Computing Revolution: 3-D Transistor Means Smaller & Faster Gadgets
A microscopic building block of modern electronics has gotten a 3-D makeover that promises to revolutionize the smartphones, smart cars and even smart cities of the 21st century. Intel announced that its first 3-D transistor is ready to enter mass production to power the next generation of smaller, smarter and faster computing devices.
The breakthrough may relieve fears about human ingenuity having reached its limits in shrinking the size of microchips to accommodate swarms of household gadgets and devices, not to mention modern cities and military hardware. It also gives a boost to Gordon E. Moore, the Intel co-founder who coined the idea "Moore's Law" to describe how innovation would double the transistors on an integrated circuit every two years.
"For years we have seen limits to how small transistors can get," Moore said in a statement. "This change in the basic structure is a truly revolutionary approach, and one that should allow Moore's Law, and the historic pace of innovation, to continue."
The world of the digital age has relied on microchips that each have millions or billions of transistors. Such tiny devices act as gates that cut across the flow of current in a flat strip of silicon. The best transistors switch on and off as fast as possible, even as they maximize the current flow in the on position and shut down as much of the same flow in the off position to conserve power.
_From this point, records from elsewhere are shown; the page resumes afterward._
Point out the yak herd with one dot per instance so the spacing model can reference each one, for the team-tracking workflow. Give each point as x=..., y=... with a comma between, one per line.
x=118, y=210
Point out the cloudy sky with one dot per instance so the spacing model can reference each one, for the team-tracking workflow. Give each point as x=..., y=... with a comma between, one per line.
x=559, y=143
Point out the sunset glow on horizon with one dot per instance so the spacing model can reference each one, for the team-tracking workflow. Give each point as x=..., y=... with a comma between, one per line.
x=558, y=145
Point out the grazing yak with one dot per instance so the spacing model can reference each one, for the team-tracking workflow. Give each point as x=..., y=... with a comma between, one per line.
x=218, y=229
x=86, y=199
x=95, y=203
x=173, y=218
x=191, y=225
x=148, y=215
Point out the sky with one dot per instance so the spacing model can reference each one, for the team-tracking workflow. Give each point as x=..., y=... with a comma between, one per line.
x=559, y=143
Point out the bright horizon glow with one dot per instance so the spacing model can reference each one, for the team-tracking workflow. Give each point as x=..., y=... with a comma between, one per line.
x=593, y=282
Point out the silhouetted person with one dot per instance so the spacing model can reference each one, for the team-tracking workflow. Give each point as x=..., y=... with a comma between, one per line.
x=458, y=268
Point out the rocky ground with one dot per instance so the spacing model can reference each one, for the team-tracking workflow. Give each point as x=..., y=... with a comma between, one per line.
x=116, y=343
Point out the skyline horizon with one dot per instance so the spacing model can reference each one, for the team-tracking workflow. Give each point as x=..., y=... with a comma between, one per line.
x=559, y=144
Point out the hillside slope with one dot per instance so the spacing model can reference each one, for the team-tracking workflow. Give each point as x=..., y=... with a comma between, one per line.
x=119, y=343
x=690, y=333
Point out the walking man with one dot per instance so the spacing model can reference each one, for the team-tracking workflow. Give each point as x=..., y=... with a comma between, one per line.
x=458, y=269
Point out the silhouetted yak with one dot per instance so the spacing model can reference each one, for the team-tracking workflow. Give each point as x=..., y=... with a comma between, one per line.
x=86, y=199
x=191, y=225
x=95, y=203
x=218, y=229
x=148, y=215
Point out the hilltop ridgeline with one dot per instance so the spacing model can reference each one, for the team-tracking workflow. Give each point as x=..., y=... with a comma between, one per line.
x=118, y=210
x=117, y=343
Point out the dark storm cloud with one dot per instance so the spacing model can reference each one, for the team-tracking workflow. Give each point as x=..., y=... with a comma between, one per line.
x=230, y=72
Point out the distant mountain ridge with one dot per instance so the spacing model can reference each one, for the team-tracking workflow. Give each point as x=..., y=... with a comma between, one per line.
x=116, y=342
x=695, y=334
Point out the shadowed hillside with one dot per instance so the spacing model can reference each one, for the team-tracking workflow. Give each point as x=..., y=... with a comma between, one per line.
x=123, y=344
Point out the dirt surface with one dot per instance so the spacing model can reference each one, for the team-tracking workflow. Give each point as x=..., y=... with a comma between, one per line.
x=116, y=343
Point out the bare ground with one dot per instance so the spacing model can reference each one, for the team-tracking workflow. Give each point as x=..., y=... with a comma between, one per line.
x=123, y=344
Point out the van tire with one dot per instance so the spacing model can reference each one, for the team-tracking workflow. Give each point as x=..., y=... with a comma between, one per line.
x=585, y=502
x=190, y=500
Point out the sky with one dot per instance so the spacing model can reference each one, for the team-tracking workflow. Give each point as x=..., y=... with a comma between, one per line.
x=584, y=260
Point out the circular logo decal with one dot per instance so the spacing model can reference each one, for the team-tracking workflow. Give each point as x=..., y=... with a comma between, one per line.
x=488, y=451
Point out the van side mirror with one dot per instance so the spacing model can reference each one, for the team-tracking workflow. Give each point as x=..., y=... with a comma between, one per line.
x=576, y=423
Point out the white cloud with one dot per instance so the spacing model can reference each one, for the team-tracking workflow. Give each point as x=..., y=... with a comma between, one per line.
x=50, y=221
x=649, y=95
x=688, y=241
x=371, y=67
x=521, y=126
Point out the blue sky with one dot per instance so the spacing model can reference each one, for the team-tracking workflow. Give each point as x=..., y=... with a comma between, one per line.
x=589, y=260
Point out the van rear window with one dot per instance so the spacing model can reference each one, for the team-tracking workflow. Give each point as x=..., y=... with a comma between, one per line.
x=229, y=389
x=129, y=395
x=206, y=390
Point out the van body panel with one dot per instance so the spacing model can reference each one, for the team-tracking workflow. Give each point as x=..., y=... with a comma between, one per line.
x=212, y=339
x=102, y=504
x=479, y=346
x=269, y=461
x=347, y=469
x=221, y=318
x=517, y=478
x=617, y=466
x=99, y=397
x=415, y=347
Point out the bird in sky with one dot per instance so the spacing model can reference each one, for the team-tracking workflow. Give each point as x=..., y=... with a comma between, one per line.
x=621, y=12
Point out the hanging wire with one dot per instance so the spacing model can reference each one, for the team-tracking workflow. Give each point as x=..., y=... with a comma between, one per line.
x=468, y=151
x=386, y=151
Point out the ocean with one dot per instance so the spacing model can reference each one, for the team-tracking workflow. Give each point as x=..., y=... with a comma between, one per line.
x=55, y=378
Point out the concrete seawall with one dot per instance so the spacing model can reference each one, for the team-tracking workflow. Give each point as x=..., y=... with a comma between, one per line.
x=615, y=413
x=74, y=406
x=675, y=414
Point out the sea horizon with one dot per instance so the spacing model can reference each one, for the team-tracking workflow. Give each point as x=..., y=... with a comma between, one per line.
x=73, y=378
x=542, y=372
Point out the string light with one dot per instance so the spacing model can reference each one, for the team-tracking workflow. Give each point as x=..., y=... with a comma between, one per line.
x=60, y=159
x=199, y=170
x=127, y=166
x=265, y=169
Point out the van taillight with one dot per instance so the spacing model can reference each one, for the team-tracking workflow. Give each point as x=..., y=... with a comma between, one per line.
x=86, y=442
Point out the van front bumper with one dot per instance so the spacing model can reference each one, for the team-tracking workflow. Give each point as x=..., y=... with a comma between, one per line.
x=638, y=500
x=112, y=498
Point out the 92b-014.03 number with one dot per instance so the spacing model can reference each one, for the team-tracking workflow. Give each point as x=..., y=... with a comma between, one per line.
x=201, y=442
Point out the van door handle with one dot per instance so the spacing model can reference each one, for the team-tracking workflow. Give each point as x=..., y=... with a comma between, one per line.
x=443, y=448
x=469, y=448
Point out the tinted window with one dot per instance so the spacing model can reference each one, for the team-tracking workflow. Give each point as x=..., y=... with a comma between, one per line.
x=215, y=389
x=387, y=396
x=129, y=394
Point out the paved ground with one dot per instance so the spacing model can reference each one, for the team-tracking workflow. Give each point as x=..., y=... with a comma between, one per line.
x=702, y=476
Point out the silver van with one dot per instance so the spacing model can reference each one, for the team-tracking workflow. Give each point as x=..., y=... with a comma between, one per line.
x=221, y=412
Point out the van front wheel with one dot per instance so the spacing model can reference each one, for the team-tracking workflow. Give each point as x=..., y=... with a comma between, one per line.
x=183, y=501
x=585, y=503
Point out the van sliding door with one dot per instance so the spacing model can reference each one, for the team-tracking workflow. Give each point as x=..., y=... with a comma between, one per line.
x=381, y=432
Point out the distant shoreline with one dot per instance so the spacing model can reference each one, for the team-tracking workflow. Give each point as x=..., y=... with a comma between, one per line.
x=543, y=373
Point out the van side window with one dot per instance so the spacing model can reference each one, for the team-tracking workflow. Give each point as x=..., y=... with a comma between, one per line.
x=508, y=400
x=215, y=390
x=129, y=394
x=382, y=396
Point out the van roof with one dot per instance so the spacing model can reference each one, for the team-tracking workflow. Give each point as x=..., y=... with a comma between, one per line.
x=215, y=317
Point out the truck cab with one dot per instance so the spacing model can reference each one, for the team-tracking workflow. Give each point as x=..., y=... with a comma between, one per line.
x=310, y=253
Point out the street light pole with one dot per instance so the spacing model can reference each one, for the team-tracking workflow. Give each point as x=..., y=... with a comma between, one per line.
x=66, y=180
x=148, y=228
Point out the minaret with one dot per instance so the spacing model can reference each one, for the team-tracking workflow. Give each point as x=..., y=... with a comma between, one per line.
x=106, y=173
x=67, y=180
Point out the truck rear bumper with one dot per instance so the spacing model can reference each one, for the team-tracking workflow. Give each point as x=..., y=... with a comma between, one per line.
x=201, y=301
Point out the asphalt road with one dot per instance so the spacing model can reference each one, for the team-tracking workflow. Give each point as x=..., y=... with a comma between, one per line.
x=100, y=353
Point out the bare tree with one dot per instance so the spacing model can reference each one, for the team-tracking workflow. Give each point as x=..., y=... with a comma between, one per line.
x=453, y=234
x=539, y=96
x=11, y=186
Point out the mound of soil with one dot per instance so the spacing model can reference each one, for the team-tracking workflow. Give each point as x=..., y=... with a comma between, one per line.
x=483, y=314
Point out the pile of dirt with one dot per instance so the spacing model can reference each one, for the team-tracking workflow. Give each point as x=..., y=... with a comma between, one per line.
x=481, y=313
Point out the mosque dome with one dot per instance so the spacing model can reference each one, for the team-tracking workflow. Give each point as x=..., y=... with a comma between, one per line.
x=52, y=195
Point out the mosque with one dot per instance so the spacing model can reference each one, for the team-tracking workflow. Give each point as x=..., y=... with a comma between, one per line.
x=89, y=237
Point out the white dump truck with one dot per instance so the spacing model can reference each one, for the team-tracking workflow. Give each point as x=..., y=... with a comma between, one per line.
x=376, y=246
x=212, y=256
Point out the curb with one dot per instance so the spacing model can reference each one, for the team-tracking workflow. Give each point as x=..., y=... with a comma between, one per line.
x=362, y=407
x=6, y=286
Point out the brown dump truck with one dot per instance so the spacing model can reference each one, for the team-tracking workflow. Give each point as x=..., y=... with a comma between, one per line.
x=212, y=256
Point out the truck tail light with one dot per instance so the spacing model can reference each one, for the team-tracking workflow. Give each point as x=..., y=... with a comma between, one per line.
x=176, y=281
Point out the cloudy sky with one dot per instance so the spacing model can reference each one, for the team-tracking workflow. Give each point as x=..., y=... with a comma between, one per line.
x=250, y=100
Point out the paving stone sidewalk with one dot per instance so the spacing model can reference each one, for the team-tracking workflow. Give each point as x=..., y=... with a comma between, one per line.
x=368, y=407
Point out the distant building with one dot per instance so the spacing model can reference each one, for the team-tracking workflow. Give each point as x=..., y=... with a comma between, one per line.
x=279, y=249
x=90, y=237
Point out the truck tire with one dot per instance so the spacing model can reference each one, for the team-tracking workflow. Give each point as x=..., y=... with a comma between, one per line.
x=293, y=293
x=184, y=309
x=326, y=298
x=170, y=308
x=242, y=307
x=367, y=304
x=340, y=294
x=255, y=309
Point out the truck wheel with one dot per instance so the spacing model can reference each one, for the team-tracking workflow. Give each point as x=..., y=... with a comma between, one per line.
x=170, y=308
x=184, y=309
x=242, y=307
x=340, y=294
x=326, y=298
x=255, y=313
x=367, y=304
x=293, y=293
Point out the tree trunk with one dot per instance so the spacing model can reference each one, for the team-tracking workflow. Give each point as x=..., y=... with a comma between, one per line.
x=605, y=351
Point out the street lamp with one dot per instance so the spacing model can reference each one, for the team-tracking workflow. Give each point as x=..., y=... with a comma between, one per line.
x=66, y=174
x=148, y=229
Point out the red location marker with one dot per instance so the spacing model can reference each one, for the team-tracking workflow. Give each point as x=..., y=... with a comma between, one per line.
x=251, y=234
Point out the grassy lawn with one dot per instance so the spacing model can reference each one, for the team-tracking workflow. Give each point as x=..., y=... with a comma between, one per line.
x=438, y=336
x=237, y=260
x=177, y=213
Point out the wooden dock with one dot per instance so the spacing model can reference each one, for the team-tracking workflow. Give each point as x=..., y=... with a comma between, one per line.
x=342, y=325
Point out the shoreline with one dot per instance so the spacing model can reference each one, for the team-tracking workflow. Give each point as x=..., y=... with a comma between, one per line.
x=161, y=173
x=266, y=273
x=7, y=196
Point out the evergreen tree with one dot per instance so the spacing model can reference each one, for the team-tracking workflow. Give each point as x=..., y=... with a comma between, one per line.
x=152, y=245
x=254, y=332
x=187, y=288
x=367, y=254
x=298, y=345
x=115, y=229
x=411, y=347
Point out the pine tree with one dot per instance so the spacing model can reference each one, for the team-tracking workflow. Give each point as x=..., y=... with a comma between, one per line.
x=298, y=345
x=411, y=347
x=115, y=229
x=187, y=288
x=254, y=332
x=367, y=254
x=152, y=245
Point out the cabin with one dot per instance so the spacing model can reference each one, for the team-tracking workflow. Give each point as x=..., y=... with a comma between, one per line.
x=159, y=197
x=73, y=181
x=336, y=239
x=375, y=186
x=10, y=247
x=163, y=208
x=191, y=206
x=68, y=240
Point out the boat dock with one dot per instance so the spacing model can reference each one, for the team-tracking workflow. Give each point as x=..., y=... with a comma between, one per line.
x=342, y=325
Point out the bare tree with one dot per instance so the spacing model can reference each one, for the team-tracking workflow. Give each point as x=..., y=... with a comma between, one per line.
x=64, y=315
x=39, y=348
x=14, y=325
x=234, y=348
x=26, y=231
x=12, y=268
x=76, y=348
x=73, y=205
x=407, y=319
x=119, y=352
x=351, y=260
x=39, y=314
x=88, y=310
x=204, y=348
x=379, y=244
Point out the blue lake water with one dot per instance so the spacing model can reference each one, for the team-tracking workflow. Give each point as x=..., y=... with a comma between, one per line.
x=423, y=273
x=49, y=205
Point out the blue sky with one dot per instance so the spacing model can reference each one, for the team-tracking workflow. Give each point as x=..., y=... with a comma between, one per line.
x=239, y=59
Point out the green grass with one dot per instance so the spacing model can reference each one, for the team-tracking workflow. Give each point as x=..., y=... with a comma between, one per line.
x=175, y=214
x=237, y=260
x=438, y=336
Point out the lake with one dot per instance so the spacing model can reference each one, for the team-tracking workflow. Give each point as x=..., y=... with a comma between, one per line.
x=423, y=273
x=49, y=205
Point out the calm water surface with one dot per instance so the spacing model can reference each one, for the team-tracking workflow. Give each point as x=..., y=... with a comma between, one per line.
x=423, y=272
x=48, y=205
More than 100 million of Intel's new Tri-Gate transistors can fit onto the head of a pin. But that's not the only benefit of entering the third dimension – the new transistor gained a 37 percent performance boost while using 50 percent less power.
Engineers achieved that one-two combo of better performance and greater energy efficiency by turning the flat channels into 3-D fins. That allows the transistor gate to wrap around the 3-D fin and have more control over the flow of current.
As a result, Intel can continue shrinking the size of transistors while making them better. The first mass-production chip to make use of such transistors has been codenamed Ivy Bridge.
Ordinary consumers can expect smaller, thinner computing devices such as laptops, tablets and smartphones. Engineers could also cram more computing power into new cars and appliances, as well as create smarter drones and missiles for the military.
In other words, expect life in the 21st century to get even faster.